Energetic, electronic and structural DFT analysis of point defects in refractory BCC metals

Abstract

First wall and plasma facing materials of future fusion reactors must withstand high temperatures and intense radiation damage from impinging reaction products such as high-energy neutrons, alpha particles, X-rays and energetic ions. Those particles have a sufficient kinetic energy to knock out large numbers of lattice atoms in structural materials from their sites during the foreseen lifetime of a fusion reactor. Within this context, we have performed a systematic plane-wave density functional theory (PW-DFT) study of the stability, energetics, electronic and structural properties of vacancies, self-interstitial atoms (SIAs) and H/He impurities in the pure refractory BCC metals W, Nb, Mo, and Ta, that have been identified as possible candidates, alone or alloyed among them, for the first wall of the complete system. The standard procedures for the creation of working and transferable pseudopotentials as recommended by the literature in the field have been followed.

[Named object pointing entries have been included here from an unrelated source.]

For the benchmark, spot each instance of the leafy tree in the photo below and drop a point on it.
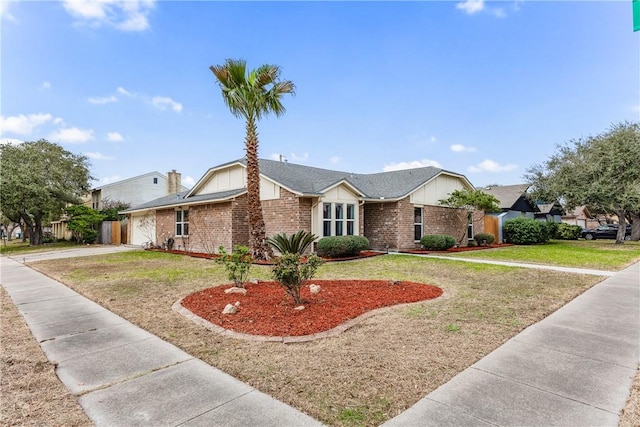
(252, 95)
(83, 223)
(37, 180)
(598, 171)
(471, 200)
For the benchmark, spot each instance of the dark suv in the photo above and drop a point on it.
(606, 231)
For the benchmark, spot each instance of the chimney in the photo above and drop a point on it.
(174, 182)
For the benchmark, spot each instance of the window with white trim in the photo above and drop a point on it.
(182, 222)
(417, 224)
(326, 219)
(338, 219)
(351, 220)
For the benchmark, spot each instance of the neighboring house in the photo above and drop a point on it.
(549, 212)
(392, 209)
(137, 190)
(134, 191)
(514, 203)
(580, 216)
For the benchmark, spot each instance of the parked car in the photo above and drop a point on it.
(606, 231)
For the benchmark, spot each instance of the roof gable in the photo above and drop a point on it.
(512, 197)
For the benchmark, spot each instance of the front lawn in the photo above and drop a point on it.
(368, 374)
(594, 254)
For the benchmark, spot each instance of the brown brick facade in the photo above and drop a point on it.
(386, 225)
(391, 224)
(288, 214)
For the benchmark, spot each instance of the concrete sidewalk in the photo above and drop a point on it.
(575, 368)
(126, 376)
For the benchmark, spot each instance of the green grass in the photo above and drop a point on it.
(17, 247)
(595, 254)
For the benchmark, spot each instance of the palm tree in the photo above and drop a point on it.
(252, 95)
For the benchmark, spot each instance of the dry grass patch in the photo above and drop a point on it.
(368, 374)
(31, 393)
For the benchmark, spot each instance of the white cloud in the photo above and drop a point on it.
(301, 159)
(103, 99)
(73, 135)
(459, 148)
(23, 124)
(97, 156)
(471, 6)
(129, 15)
(123, 91)
(114, 137)
(188, 181)
(491, 166)
(10, 141)
(411, 165)
(109, 179)
(162, 102)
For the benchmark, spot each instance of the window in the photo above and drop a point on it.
(338, 219)
(417, 223)
(182, 223)
(326, 219)
(351, 220)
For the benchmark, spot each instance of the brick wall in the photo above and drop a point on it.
(288, 214)
(210, 226)
(390, 224)
(380, 225)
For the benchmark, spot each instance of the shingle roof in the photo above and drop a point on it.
(311, 180)
(177, 199)
(507, 194)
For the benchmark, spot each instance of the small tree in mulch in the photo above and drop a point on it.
(237, 264)
(291, 271)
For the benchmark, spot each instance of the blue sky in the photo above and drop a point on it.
(483, 88)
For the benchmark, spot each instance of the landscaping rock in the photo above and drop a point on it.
(230, 309)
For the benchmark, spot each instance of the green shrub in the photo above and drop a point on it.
(487, 237)
(526, 231)
(568, 231)
(437, 242)
(237, 264)
(292, 270)
(342, 246)
(295, 244)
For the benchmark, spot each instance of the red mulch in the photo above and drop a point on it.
(461, 249)
(266, 309)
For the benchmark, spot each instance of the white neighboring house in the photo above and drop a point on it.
(134, 191)
(137, 190)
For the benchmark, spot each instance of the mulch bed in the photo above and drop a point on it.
(461, 249)
(266, 310)
(363, 254)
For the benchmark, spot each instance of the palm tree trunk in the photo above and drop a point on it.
(260, 250)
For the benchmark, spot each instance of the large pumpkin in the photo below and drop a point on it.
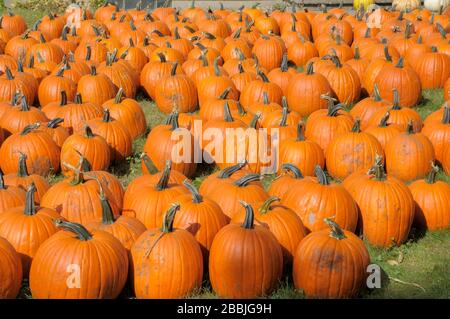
(330, 264)
(167, 261)
(250, 275)
(79, 257)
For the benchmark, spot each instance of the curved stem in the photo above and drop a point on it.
(249, 216)
(265, 207)
(165, 176)
(196, 197)
(336, 230)
(322, 178)
(246, 179)
(79, 230)
(30, 206)
(169, 217)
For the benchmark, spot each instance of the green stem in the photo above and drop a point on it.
(169, 217)
(30, 206)
(196, 197)
(78, 229)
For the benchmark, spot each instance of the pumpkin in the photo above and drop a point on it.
(201, 216)
(319, 200)
(399, 116)
(433, 69)
(282, 222)
(366, 108)
(142, 201)
(176, 90)
(27, 227)
(76, 247)
(305, 89)
(51, 87)
(384, 131)
(269, 51)
(324, 125)
(18, 118)
(76, 114)
(229, 267)
(330, 263)
(96, 88)
(41, 151)
(167, 261)
(126, 229)
(385, 203)
(240, 189)
(10, 85)
(128, 112)
(77, 198)
(160, 146)
(431, 211)
(408, 155)
(351, 152)
(23, 180)
(115, 134)
(11, 271)
(10, 196)
(400, 77)
(290, 177)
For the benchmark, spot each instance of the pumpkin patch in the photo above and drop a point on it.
(165, 152)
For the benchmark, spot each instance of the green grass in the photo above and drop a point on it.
(417, 269)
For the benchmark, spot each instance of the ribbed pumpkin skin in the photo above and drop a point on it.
(433, 69)
(27, 233)
(351, 152)
(408, 156)
(10, 271)
(315, 201)
(325, 267)
(431, 203)
(244, 263)
(386, 207)
(102, 260)
(166, 265)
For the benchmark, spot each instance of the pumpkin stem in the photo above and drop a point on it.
(293, 169)
(284, 63)
(378, 169)
(169, 217)
(321, 175)
(87, 131)
(249, 216)
(431, 177)
(265, 207)
(107, 214)
(196, 197)
(78, 229)
(310, 68)
(119, 96)
(228, 171)
(54, 123)
(376, 93)
(410, 128)
(30, 206)
(225, 93)
(384, 120)
(227, 113)
(246, 179)
(396, 105)
(336, 230)
(29, 128)
(106, 116)
(357, 126)
(164, 180)
(300, 135)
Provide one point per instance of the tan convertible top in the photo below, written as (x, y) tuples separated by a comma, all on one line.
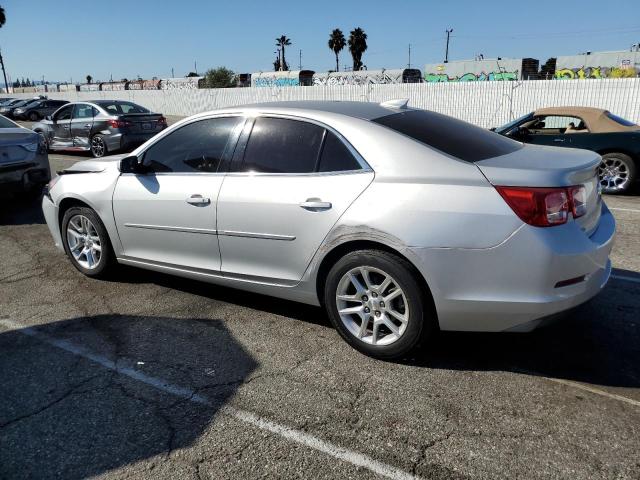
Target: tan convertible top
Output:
[(596, 119)]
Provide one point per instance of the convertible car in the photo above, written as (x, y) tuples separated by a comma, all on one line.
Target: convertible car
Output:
[(616, 139)]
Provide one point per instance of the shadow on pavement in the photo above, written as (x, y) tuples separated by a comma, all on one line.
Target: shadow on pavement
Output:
[(64, 416), (597, 343), (20, 210)]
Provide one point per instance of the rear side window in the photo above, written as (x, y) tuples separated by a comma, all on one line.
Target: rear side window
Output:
[(450, 135), (336, 157), (279, 145), (196, 147)]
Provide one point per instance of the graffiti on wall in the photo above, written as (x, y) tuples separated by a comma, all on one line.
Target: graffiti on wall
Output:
[(581, 73), (471, 77), (276, 81)]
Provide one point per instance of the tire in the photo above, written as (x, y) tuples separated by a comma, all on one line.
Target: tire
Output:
[(617, 173), (98, 146), (377, 339), (75, 249)]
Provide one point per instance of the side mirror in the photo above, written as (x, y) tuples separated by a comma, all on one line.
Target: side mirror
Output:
[(130, 164)]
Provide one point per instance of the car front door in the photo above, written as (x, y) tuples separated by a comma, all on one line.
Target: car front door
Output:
[(61, 128), (168, 215), (81, 124), (279, 202)]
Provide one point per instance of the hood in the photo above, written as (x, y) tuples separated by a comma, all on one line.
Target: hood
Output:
[(17, 136), (96, 165)]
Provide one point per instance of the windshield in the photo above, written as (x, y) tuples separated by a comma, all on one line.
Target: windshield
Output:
[(450, 135), (620, 120), (508, 126), (6, 123)]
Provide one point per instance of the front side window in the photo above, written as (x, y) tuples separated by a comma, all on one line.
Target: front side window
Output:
[(64, 113), (279, 145), (197, 147), (83, 111)]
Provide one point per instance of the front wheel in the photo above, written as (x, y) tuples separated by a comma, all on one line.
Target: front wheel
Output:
[(377, 305), (98, 146), (616, 173), (86, 242)]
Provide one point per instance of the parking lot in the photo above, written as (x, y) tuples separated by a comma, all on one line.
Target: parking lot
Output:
[(151, 376)]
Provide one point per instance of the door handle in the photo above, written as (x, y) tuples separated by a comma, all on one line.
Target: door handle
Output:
[(315, 205), (198, 200)]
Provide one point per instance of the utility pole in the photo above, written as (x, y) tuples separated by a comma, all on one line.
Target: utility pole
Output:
[(6, 85), (446, 52)]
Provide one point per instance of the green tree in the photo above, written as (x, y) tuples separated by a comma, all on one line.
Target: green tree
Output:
[(3, 20), (282, 42), (357, 46), (336, 43), (220, 77)]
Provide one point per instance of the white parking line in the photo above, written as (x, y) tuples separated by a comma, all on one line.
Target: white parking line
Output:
[(624, 209), (625, 278), (298, 436)]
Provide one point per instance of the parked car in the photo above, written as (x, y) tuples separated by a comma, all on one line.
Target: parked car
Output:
[(398, 221), (616, 139), (100, 126), (38, 109), (24, 163), (8, 108)]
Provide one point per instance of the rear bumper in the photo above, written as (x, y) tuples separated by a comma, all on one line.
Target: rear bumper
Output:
[(514, 286), (50, 211)]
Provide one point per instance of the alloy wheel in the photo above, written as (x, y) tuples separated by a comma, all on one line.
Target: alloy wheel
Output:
[(372, 306), (84, 242), (613, 174), (98, 147)]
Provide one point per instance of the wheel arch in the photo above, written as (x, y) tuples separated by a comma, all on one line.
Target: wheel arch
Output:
[(342, 249)]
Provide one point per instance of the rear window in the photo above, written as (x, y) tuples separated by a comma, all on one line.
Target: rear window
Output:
[(620, 120), (450, 135)]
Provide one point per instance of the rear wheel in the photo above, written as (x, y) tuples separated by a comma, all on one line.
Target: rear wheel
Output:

Our original goal has been the development and testing of high-quality home-made pseudopotentials generally valid to enable the study of the behaviour of such point defects appearing in the aforementioned materials subject to irradiation by means of PW-DFT codes. Albeit the systematic approach followed and the care taken in following the methodological canon, as evidenced in the compliance of many of our results with those found in the literature, we have found some of them, and specially those concerning the behaviour of SIAs in Mo, to be controversial to the ones obtained by some authors.